Le Pôle républicain n'est pas une structure figée. Le Pôle républicain est une dynamique, qui émerge face au système du pareil au même. Son avenir est donc dans les mains des citoyens.
L'avenir du Pôle républicain dépend du résultat qu'obtiendra la candidature de Jean-Pierre Chevènement. Aussi, aujourd'hui, pour assurer un bel avenir au Pôle républicain, l'important est de mener campagne pour cette candidature, de mener campagne pour gagner, de mener campagne pour obtenir le meilleur résultat possible.
Aux élections législatives de juin prochain, le Pôle républicain présentera des candidats dans toutes les circonscriptions de France métropolitaine et d'Outre-Mer. Il est encore trop tôt pour les désigner. Toutes les évolutions ne sont pas encore achevées.
Pour le moment, nous connaissons deux impératifs. D'une part, il faudra respecter la loi et assurer la parité entre hommes et femmes dans les candidatures. D'autre part, la palette des candidats devra refléter l'originalité du rassemblement qui s'est constitué autour de Jean-Pierre Chevènement. Tout esprit de boutique, des anciennes boutiques, sera à proscrire. L'essentiel sera à la fois de maintenir la cohésion de ce rassemblement et de renforcer la dynamique enclenchée par la campagne présidentielle.
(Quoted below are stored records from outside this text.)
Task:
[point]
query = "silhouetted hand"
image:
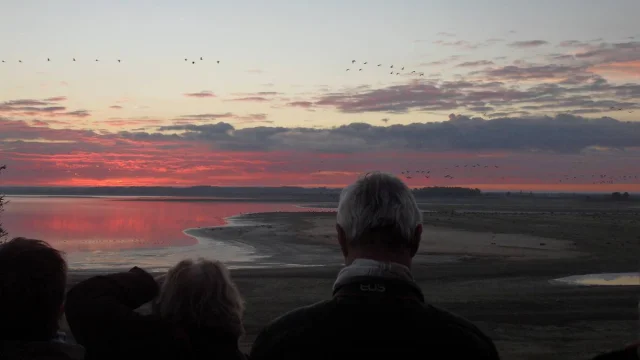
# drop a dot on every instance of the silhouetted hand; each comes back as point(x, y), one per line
point(160, 279)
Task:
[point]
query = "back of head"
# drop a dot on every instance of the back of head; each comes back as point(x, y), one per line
point(33, 278)
point(379, 210)
point(201, 295)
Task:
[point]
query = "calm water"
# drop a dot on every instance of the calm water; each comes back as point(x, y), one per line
point(100, 233)
point(612, 279)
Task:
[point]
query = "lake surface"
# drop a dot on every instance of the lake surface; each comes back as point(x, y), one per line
point(611, 279)
point(106, 233)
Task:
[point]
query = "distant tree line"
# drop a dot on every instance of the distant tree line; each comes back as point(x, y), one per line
point(3, 233)
point(446, 191)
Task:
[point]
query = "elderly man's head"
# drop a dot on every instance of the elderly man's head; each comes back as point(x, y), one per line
point(201, 294)
point(33, 277)
point(378, 218)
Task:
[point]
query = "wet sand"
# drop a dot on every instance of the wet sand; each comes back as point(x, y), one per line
point(494, 269)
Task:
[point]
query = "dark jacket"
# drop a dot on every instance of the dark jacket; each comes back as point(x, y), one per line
point(101, 314)
point(38, 350)
point(631, 352)
point(372, 317)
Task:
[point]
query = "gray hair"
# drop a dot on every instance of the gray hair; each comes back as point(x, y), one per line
point(378, 201)
point(201, 294)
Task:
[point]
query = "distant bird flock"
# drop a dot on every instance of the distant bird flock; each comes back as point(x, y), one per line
point(466, 170)
point(394, 71)
point(117, 60)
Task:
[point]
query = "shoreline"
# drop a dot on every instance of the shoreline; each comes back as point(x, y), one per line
point(506, 289)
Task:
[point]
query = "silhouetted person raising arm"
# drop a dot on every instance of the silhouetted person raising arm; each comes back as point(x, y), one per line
point(33, 277)
point(197, 314)
point(377, 309)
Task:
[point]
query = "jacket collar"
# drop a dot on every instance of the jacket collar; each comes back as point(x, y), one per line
point(376, 287)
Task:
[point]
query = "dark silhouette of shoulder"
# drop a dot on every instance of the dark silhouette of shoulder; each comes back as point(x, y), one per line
point(335, 328)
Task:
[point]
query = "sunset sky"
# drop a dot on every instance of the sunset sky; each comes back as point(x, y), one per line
point(526, 94)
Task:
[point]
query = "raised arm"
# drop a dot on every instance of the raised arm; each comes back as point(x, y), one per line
point(101, 310)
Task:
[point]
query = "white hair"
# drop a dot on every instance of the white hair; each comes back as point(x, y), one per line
point(201, 294)
point(375, 202)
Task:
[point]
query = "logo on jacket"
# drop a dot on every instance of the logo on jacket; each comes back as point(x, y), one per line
point(374, 288)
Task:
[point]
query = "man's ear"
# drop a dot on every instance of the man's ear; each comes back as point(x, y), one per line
point(342, 240)
point(415, 244)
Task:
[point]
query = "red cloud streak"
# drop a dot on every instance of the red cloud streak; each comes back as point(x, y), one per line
point(41, 156)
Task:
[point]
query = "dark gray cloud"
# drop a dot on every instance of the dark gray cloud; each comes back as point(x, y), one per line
point(551, 87)
point(302, 104)
point(254, 118)
point(446, 61)
point(201, 94)
point(252, 98)
point(203, 117)
point(56, 99)
point(562, 133)
point(528, 43)
point(513, 72)
point(47, 107)
point(572, 43)
point(77, 113)
point(475, 63)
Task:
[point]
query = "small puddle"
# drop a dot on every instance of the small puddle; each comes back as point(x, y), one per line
point(612, 279)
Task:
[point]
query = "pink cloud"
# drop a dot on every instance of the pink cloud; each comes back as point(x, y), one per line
point(303, 104)
point(201, 94)
point(252, 99)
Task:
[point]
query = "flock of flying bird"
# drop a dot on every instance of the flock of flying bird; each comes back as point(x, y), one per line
point(119, 60)
point(394, 71)
point(468, 169)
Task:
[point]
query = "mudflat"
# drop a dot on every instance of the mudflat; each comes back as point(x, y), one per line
point(493, 267)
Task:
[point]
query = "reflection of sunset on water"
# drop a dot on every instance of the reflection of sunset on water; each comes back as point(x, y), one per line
point(108, 224)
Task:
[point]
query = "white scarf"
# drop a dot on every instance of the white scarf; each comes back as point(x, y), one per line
point(373, 268)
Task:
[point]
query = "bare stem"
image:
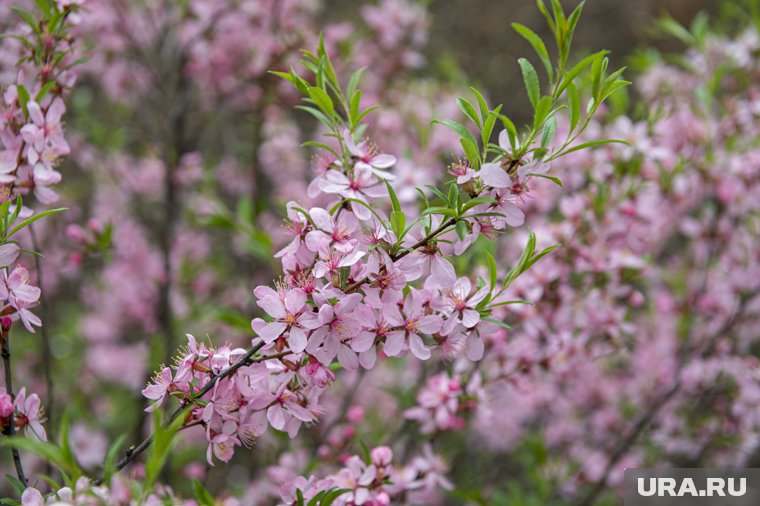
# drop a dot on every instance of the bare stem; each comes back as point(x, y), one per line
point(47, 357)
point(10, 430)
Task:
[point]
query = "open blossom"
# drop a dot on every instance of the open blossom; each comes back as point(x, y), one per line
point(366, 157)
point(160, 389)
point(362, 184)
point(460, 301)
point(412, 323)
point(338, 326)
point(335, 232)
point(29, 415)
point(290, 313)
point(21, 296)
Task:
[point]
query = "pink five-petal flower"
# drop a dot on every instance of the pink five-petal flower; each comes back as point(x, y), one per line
point(413, 322)
point(30, 414)
point(361, 185)
point(159, 389)
point(494, 176)
point(366, 156)
point(339, 325)
point(461, 303)
point(335, 232)
point(289, 313)
point(8, 254)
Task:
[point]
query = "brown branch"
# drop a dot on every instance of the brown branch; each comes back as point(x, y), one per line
point(134, 451)
point(47, 357)
point(10, 430)
point(647, 418)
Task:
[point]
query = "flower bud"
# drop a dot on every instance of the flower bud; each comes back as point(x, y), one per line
point(381, 456)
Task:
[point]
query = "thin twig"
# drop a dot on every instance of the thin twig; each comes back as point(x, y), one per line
point(10, 430)
point(47, 357)
point(647, 418)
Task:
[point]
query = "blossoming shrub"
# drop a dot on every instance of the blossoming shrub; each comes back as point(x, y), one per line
point(531, 312)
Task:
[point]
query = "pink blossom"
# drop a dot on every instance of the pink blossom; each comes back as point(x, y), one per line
point(413, 322)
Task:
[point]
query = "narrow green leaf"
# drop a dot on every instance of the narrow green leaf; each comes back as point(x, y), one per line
point(538, 45)
point(322, 100)
point(34, 218)
point(202, 495)
point(530, 78)
point(459, 129)
point(471, 151)
point(469, 110)
point(28, 19)
point(482, 104)
point(492, 270)
point(573, 106)
point(591, 144)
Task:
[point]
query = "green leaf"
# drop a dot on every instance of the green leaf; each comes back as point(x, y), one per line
point(44, 91)
point(299, 497)
point(322, 100)
point(440, 210)
point(317, 114)
point(591, 144)
point(202, 495)
point(398, 224)
point(550, 130)
point(34, 218)
point(461, 229)
point(476, 202)
point(43, 449)
point(510, 302)
point(18, 487)
point(353, 83)
point(671, 27)
point(538, 45)
point(573, 106)
point(471, 151)
point(530, 78)
point(28, 19)
point(469, 110)
point(482, 104)
point(498, 322)
point(23, 99)
point(330, 497)
point(438, 193)
point(459, 129)
point(488, 125)
point(396, 205)
point(578, 68)
point(539, 256)
point(542, 112)
point(492, 271)
point(109, 464)
point(553, 179)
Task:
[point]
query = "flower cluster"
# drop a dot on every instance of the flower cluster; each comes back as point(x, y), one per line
point(444, 401)
point(375, 481)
Jean-Pierre Chevènement est l'homme de la Nation. Il s'adresse à tous les Français à partir des dix grandes orientations qu'il a présentées à Vincennes le 9 septembre dernier. Il les a précisées progressivement depuis. Il ne découpe pas le peuple de notre pays en peuple de droite ou en peuple de gauche. Il lui parle au-dessus de ces étiquettes traditionnelles, qui ne correspondent pas à la situation du moment. Contrairement à Jacques Chirac et à Lionel Jospin, il ne veut pas enfermer nos concitoyens dans des catégories politiques pour essayer de profiter d'une rente électorale. Il ne souhaite pas plus les diviser en camps opposés. Il cherche, au contraire, à les rassembler pour que la France puisse affronter victorieusement les défis du nouveau millénaire.
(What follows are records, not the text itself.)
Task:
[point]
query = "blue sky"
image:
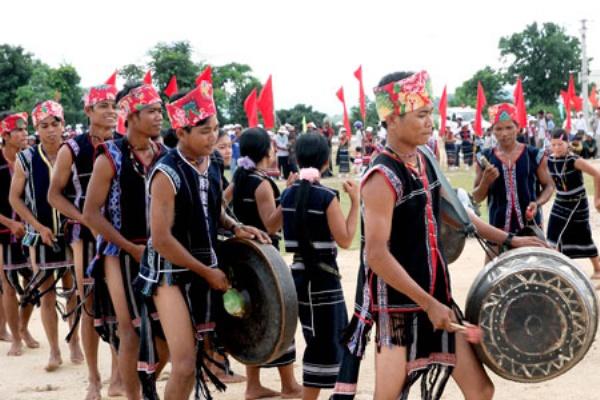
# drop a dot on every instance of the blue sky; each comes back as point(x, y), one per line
point(310, 47)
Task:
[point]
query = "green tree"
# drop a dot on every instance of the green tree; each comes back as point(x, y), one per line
point(295, 114)
point(492, 82)
point(372, 117)
point(232, 83)
point(65, 81)
point(543, 57)
point(132, 72)
point(168, 59)
point(16, 67)
point(60, 84)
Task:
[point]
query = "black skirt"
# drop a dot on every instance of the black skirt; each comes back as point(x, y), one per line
point(569, 227)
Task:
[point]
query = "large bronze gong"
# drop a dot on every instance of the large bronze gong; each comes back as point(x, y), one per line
point(453, 238)
point(264, 328)
point(538, 312)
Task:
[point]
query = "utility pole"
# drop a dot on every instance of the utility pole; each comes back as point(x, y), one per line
point(584, 76)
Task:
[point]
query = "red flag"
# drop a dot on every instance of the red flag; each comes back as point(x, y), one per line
point(250, 109)
point(340, 95)
point(481, 101)
point(121, 129)
point(443, 108)
point(519, 98)
point(112, 80)
point(576, 101)
point(567, 103)
point(361, 94)
point(265, 104)
point(171, 88)
point(594, 97)
point(205, 75)
point(148, 78)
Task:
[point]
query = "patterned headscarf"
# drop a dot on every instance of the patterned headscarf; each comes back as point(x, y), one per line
point(405, 95)
point(502, 112)
point(47, 109)
point(99, 93)
point(12, 122)
point(195, 106)
point(138, 99)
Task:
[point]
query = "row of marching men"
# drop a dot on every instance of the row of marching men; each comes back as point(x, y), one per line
point(142, 221)
point(125, 229)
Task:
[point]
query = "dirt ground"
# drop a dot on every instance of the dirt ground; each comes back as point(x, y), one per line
point(23, 378)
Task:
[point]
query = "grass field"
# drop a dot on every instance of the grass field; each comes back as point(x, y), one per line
point(458, 178)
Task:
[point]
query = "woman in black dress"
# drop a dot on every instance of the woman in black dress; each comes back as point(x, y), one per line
point(569, 225)
point(256, 203)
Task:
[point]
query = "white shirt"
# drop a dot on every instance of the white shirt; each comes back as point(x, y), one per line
point(282, 142)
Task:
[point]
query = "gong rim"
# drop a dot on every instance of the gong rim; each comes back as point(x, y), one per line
point(496, 274)
point(281, 291)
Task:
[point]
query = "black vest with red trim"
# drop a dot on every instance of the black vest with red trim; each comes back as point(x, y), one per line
point(5, 177)
point(127, 205)
point(413, 240)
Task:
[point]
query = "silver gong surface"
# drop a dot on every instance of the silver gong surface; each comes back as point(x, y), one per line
point(538, 312)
Sur cette base, le Pôle républicain doit être l'outil dynamique de ce rassemblement. Les comités de soutien à la candidature de Jean-Pierre Chevènement, qui se sont constitués un peu partout, en sont les noyaux. Ils vont se transformer. Ils vont s'adapter, pour que l'impulsion, donnée à Belfort le 4 septembre dernier, ne s'arrête pas. Il reste à retrouver la France, à relever le citoyen, à revaloriser le travail.
Il reste un peu plus de trois semaines avant le premier tour. Les trois quarts des électeurs ne voient aucune différence entre Jacques Chirac et Lionel Jospin. Plus de la moitié d'entre eux se déclarent encore indécis. Sur toutes les grandes questions, Jean-Pierre Chevènement est considéré comme l'un des trois meilleurs pour apporter des solutions. Tout est donc possible.
Oui, voter pour Jean-Pierre Chevènement, c'est donner un avenir à la France,
Oui, voter pour Jean-Pierre Chevènement, c'est donner un espoir à la République,
Oui, voter pour Jean-Pierre Chevènement, c'est donner à nous-mêmes une espérance.